Without external encouragement, Mizuno believes, it could have taken another 30 years for Japan to sign the Hague pact. But she agrees that the authorities here are taking their new obligations seriously.

“The Japanese foreign ministry has hired many good people to handle Hague convention issues,” she said. “And Japanese courts and the bar association have had a lot of education and training courses for Hague cases.”

Parents still suffering

However, foreign nationals who have been separated from their children for many years say Japan’s failure to ratify the convention earlier condemned them to years without their children, and that they still may never have the right to see their kids again.

“The benefits of Japan signing the convention only apply to cases where the children are under 16 years of age,” said Walter Benda, of Virginia, who has seen his two daughters just once in 20 years.
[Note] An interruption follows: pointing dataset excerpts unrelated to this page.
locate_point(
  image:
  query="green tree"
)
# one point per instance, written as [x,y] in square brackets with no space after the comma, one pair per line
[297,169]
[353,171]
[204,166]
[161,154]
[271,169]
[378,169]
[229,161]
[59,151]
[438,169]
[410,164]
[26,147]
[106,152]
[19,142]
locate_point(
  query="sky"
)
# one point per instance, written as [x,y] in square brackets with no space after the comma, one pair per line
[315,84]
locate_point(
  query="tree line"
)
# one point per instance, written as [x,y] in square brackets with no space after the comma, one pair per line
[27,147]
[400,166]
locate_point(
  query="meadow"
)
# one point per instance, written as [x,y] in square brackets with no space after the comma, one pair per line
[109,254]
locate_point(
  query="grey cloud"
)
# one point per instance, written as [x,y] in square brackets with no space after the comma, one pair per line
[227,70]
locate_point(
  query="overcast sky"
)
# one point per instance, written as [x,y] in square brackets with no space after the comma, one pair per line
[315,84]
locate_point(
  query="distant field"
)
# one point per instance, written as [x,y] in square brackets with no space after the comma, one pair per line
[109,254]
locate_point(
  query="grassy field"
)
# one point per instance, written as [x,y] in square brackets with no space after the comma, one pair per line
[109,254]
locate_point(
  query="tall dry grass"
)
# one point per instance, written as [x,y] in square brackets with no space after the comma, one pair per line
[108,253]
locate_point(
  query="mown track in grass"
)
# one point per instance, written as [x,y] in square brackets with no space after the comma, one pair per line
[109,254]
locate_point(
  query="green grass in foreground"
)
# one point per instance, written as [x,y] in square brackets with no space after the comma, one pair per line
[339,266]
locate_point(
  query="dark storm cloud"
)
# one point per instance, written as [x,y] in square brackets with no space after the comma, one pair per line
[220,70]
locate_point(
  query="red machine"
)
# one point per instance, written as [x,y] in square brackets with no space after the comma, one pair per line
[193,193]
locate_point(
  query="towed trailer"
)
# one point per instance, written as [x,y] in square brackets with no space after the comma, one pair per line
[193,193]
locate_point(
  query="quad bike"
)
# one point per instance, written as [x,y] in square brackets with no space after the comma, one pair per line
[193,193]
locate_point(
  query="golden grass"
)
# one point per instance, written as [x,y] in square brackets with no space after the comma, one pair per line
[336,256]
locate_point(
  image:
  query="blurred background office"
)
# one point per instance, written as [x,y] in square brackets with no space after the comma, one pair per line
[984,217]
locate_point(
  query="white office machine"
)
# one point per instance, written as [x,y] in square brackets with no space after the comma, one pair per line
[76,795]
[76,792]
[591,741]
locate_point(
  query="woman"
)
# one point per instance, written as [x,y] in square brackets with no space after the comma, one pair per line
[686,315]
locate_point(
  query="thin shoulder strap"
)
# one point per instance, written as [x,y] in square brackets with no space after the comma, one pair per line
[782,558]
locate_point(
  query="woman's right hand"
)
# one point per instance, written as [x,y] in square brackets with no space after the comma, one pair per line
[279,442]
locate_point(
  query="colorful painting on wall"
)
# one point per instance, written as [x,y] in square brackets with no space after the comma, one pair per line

“Furthermore the Hague convention is not retroactive, so cases such as mine, which occurred in the past, and in which the children are already 16 or older, are not covered under any of the provisions of this treaty,” Benda added. He is joint founder of the Japan chapter of the US-based Children’s Rights Council.

Benda’s wife disappeared with the girls after seeing him off to work one morning from their home in Chiba Prefecture, and she rebuffed all his efforts to make contact with them. As soon as he did find them again, they vanished once more. The only time he has seen them was for a few moments on a street in a Japanese town in 1998, after a private investigator managed to track down the girls and their mother.

The problem was overlooked for many years simply because it was not in the public eye, and there was “a cultural bias” in Japan that supported Japanese parents who had abducted children, Benda said.

“However, as the number of cases kept growing at an ever increasing rate, with parents becoming more and more organized and being able to use the Internet to leverage this issue, it started to catch the attention of leaders in the US, Japan, and other countries,” he explained. “In addition to media coverage, various documentaries, such as From the Shadows, further exposed the problem.

“Rallies and other events held by parents in the US, Japan, and other countries also raised public awareness, as did the passage of various congressional resolutions in the US.

“All of this built up to the point where it started to become an international diplomatic issue that Japanese leaders had to deal with when meeting with their foreign counterparts,” he said. “All of these efforts took about 20 years of hard work and sacrifices by parents who had their children internationally abducted.”

And while Benda concedes that little can be done in his case, he agrees that Japan signing the convention means that other foreign parents may not have to go through what he has endured for two decades.

“We have seen a marked decline in the number of parents contacting our organization for help because of their children being internationally abducted,” he said. “I definitely believe that Japan’s signing of the Hague convention has had a deterrent effect on the number of parental abductions of children of couples with one Japanese spouse and one non-Japanese spouse.”